Three more reviews to add to the pile. First up, is Mo Ryan for The Huffington Post:
The version of “Game of Thrones” that executive producers David Benioff and D.B. Weiss have created is a meditation on power and its slippery attractions, and perhaps power itself is the lead character in their take on the story — it’s often the entity receiving the most in-depth characterization. In this tale, power and loyalty are locked in a hypnotic dance of betrayal, compassion and confusion. Martin created — and the HBO show has brought to vivid life — a set of memorable outsiders who are doing their utmost to storm various bastions of power and privilege, and even their losses are fascinating. I can’t look away.
Next is Alan Sepinwall for HitFix:
Both Martin and “Game of Thrones” are playing a longer game than that. There are characters like Daenerys and Jon Snow who are thousands of miles away from the central action in the Westeros capital of King’s Landing, and their stories seem like they’ll take a long while before directly impacting what Tyrion and his nasty relatives are up to. Several characters spent all of last season seemingly just traveling from Point A to Point B on a map. It’s all very clearly leading somewhere, but in many ways “Game of Thrones” requires more patience than its predecessors, and the fractured storytelling makes it harder to invest in what’s happening on the way to the big payoffs. We’re very rarely in any locale, with any group of characters, long enough for each story to have the emotional resonance that the material deserves.
Tim Goodman of The Hollywood Reporter has nothing but praise for the show:
And in keeping with the no-spoiler rule, all that really needs to be said about Season 3 is that the first four hours are immensely enjoyable and leave you, at the end of each, pleading like a junkie for the next six. This, of course, is the curse of Thrones’ finest achievement and it does have one unfortunate side effect for the individual episodes: this sprawling story being told in only 10 episode, doles out in an hour only precious morsels of plot from a variety of characters and clans, then abruptly switches to the next character or clan and so on. The end result is, despite the brilliant quality, a bubbling frustration for more, more, more.

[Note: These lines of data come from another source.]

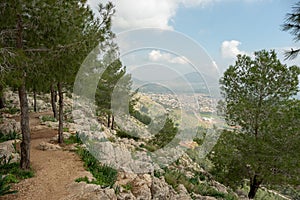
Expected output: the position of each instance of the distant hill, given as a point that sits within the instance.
(188, 83)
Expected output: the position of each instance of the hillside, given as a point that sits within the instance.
(57, 167)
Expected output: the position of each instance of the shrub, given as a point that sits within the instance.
(165, 135)
(124, 134)
(73, 139)
(5, 187)
(48, 118)
(105, 175)
(10, 136)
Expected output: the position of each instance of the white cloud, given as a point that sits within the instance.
(157, 56)
(230, 49)
(132, 14)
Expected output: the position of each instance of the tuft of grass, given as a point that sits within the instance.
(193, 185)
(128, 186)
(5, 186)
(104, 175)
(73, 139)
(11, 136)
(124, 134)
(14, 169)
(12, 110)
(48, 118)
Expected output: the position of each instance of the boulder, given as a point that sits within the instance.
(45, 146)
(9, 125)
(8, 152)
(83, 190)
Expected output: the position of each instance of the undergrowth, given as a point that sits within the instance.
(104, 175)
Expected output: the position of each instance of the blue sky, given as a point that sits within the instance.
(224, 28)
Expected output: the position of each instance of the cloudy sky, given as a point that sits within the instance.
(223, 28)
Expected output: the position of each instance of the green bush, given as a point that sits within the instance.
(48, 118)
(14, 169)
(73, 139)
(105, 175)
(164, 136)
(5, 187)
(145, 119)
(124, 134)
(11, 136)
(12, 110)
(193, 185)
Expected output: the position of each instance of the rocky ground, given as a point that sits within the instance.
(56, 168)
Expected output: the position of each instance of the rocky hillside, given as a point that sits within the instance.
(137, 177)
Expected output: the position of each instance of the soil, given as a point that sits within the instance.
(54, 170)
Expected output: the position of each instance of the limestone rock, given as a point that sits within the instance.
(9, 125)
(8, 152)
(48, 146)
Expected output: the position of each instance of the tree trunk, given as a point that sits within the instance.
(25, 144)
(108, 121)
(61, 113)
(112, 122)
(53, 101)
(2, 101)
(254, 185)
(34, 100)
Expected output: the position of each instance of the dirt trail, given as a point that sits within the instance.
(54, 170)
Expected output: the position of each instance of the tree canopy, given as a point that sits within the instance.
(292, 25)
(258, 102)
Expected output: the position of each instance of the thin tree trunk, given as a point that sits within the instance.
(25, 144)
(34, 100)
(108, 121)
(254, 185)
(2, 101)
(53, 101)
(61, 113)
(112, 122)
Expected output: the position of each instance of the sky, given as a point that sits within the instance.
(223, 28)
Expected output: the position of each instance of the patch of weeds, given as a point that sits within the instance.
(46, 118)
(5, 186)
(124, 134)
(149, 147)
(174, 178)
(12, 110)
(73, 139)
(82, 179)
(10, 136)
(111, 139)
(105, 175)
(14, 169)
(128, 187)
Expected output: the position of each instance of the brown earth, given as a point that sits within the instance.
(54, 170)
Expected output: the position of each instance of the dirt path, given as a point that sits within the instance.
(54, 170)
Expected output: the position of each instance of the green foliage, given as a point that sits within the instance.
(73, 139)
(292, 25)
(145, 119)
(11, 110)
(128, 186)
(82, 179)
(164, 136)
(257, 100)
(105, 176)
(4, 186)
(194, 185)
(124, 134)
(14, 169)
(11, 136)
(46, 118)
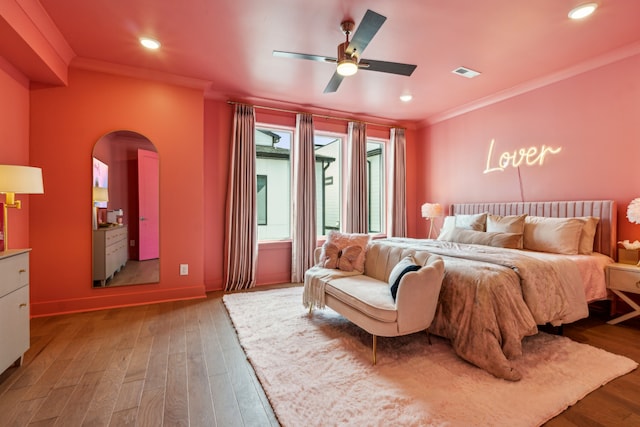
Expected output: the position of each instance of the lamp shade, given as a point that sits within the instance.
(21, 179)
(633, 211)
(431, 210)
(100, 194)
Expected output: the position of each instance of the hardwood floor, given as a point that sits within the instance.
(180, 363)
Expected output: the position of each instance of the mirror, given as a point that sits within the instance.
(125, 193)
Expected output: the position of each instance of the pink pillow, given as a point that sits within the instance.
(341, 241)
(348, 257)
(331, 255)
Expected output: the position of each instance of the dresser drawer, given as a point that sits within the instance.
(14, 273)
(624, 280)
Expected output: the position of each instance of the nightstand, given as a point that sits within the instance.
(623, 278)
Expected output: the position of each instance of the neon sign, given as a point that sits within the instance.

And the New York Times, as usual, seems confounded by the show and its popularity, despite enlisting a self-proclaimed fantasy fan to review it this year.
As this popular adaptation of George R. R. Martin’s “Song of Ice and Fire” novels returns on Sunday night, it falls into an already familiar pattern. Tiny bursts of action are separated by wide expanses of conversation — veritable kingdoms of explication during which medieval spreadsheets of plot, history, geography and family lineage are explained in the mellow tones of stage-trained European actors. Presumably the balance will slowly shift toward action as the plot builds, over the course of 10 episodes, to some climactic mass bloodletting, in this case involving those who were hot on Sam’s heels.
Winter Is Coming: To be honest, I’m less interested or concerned with reviews this season. The show is a hit. I love it. Lots of others do as well. That’s all that matters.